Wong began growing moringa by chance. In the 2000s, Mountain View was among Hawai‘i’s last dairy farms, until a series of recalls pushed the local industry to decline. Wong could have sold off the property or immediately jump into a new venture like the other erstwhile dairy farms did. Yet he held off, searching for something as economically sustainable as it was profitable. The farm sat idle until 2011, when Wong began experimenting with microbial farming. He started with two garden boxes, instructing his farmhands, most of whom were Filipino, to plant something familiar for a test run. They chose moringa, a vegetable popular in both Filipino cuisine and folk medicine.
It wasn’t until a visiting government inspector urged Wong to research moringa did he realized the crop’s commercial potential. In the last few years, this plant, indigenous to India and ubiquitous across Southeast Asia for millennia, has grabbed the attention of the Western wellness industry. Moringa has a long list of nutritional benefits: It boasts 17 times more calcium than milk and twice the protein of spinach; its seeds are chewed to control blood sugar levels and its leaves are used in tonics for high-blood pressure. Unsurprisingly, the plant was eventually canonized into the esteemed tier of superfoods in 2017. In 2018, the global moringa market was valued at $5.5 billion.
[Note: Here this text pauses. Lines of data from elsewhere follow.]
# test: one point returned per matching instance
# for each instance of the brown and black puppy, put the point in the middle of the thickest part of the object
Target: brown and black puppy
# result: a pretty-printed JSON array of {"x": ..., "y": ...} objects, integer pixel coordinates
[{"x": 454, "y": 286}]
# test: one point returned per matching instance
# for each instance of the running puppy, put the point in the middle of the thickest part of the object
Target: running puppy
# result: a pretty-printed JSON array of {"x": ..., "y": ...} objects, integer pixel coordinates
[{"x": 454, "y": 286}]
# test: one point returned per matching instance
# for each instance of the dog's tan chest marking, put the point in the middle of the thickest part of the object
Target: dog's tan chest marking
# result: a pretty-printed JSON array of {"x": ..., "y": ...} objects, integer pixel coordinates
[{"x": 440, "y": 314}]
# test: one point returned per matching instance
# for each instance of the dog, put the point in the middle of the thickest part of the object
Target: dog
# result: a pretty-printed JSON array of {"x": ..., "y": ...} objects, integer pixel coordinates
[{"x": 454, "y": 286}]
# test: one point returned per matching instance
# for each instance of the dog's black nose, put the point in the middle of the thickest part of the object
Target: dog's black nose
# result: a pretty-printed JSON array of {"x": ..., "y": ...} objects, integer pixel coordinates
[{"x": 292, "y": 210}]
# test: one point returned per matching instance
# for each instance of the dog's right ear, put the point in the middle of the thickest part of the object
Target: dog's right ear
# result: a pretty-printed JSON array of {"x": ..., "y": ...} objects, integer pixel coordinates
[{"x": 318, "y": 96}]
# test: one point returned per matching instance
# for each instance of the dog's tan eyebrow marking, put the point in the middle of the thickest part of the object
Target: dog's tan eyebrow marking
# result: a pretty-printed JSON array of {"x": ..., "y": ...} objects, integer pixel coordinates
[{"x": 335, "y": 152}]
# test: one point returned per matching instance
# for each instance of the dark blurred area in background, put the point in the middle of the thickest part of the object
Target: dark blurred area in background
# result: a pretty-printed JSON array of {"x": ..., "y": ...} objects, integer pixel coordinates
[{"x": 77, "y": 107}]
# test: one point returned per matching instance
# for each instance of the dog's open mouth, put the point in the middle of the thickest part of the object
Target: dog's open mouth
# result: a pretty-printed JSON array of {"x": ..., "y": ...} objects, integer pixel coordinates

Clothed in a lavender lab coat and rubber gloves, Lea De Los Reyes, chief manager of Mountain View’s moringa operations, painstakingly picks tiny branches out of a pile of moringa leaves. Above her, freshly harvested bouquets hang upside down to dry. She holds out a little green capsule. “This is our main product,” she says. Encased inside is raw moringa powder. “Other companies, they’ll process everything, the stem and leaves together,” she says. But Mountain View’s products consist wholly of the leaves—the most vitamin-rich part of the plant—to maximize the benefits. The entire process takes seven days, after which the leaves are ground into fine powder, encapsulated, then packed into vacuum sealed pouches. The capsules, taken as daily supplements, are sold along with tinctures made of coldpressed moringa seeds. All are sold direct to the consumer and made to order in an effort to maximize freshness.
Mountain View’s operation is still growing. Today, moringa covers 10 acres and has drawn attention in the local culinary scene. Local chefs, like Michelle Karr-Ueoka of MW Restaurant, have taken to adding Mountain View’s moringa powder to a swath of menu items, from chocolate truffles to juice blends. De Los Reyes cites friends and family who have used moringa to address all kinds of health ailments, from highblood pressure to infertility. “We’re not just here to make money,” she says, delicately running her hand through a pile of moringa leaves to aerate it. “What inspires us is that it helps a lot of people.”